Myanmar to arm, train non-Muslims in Rakhine: report
Myanmar's plans to arm and train non-Muslim residents in the troubled north of Rakhine State is likely to "aggravate an already dire human rights situation", the International Commission of Jurists, a human rights watchdog, has said.
Soldiers have flooded the Maungdaw area along Myanmar's frontier with Bangladesh in Rakhine in response to coordinated attacks on three border posts on Oct. 9 in which nine police officers were killed.
The government said a group of some 400 Rohingya Muslim militants attacked the posts. It has said five soldiers and at least 33 suspected insurgents have been killed in the military operation since then.
Security forces have blocked access to aid workers and most journalists to the area. Rohingya Muslims have accused the army of summary executions, rapes and setting fire to homes of civilians. The government and the military deny that.

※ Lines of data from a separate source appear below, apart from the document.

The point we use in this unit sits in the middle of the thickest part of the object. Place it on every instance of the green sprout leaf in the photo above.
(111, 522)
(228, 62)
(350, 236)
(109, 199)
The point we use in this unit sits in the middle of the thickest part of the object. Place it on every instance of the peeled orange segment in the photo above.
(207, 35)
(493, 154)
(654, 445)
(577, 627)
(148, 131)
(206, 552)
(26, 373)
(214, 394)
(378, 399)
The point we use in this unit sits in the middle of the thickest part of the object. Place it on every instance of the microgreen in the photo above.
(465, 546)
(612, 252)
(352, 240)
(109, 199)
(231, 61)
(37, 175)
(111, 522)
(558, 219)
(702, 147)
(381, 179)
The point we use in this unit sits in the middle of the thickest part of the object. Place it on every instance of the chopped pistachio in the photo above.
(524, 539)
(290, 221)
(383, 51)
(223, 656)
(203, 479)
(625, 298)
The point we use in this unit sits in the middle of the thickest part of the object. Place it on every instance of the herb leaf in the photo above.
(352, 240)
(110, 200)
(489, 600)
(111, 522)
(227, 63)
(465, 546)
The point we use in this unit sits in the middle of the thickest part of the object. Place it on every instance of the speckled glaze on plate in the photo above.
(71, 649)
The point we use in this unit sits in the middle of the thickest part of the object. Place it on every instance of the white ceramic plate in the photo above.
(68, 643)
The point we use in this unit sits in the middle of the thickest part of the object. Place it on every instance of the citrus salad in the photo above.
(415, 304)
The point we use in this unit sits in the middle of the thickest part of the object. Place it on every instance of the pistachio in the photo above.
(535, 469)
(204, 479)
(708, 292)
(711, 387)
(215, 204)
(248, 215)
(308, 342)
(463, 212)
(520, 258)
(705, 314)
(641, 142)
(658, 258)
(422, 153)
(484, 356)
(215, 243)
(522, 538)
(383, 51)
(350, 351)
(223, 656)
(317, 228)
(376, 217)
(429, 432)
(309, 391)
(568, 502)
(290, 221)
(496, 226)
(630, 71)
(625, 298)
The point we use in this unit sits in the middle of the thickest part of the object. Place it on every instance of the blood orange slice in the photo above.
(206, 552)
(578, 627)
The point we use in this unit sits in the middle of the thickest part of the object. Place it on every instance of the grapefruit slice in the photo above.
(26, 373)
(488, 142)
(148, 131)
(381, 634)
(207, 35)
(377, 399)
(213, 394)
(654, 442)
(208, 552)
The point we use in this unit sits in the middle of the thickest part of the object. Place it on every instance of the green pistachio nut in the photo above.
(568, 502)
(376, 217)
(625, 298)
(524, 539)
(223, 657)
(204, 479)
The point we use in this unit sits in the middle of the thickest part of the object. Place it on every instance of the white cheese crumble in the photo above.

Rakhine State police chief Colonel Sein Lwin told Reuters this week his force had started recruiting new "regional police" from among the ethnic Rakhine and other non-Muslim ethnic minorities in the area.
"Establishing an armed, untrained, unaccountable force drawn from only one community in the midst of serious ethnic tensions and violence is a recipe for disaster," said Sam Zarifi, ICJ's Asia Director, said in a statement on Friday.
Min Aung, a minister in the Rakhine State parliament and a member of Myanmar leader Aung San Suu Kyi's National League for Democracy, said this week the recruits would help protect residents from the militants behind the Oct 9 attacks.
Deputy commander of Rakhine police, Col Thit San, contacted by Reuters on Saturday, rejected the criticism, saying there will be no problems with the force as it would be under police command.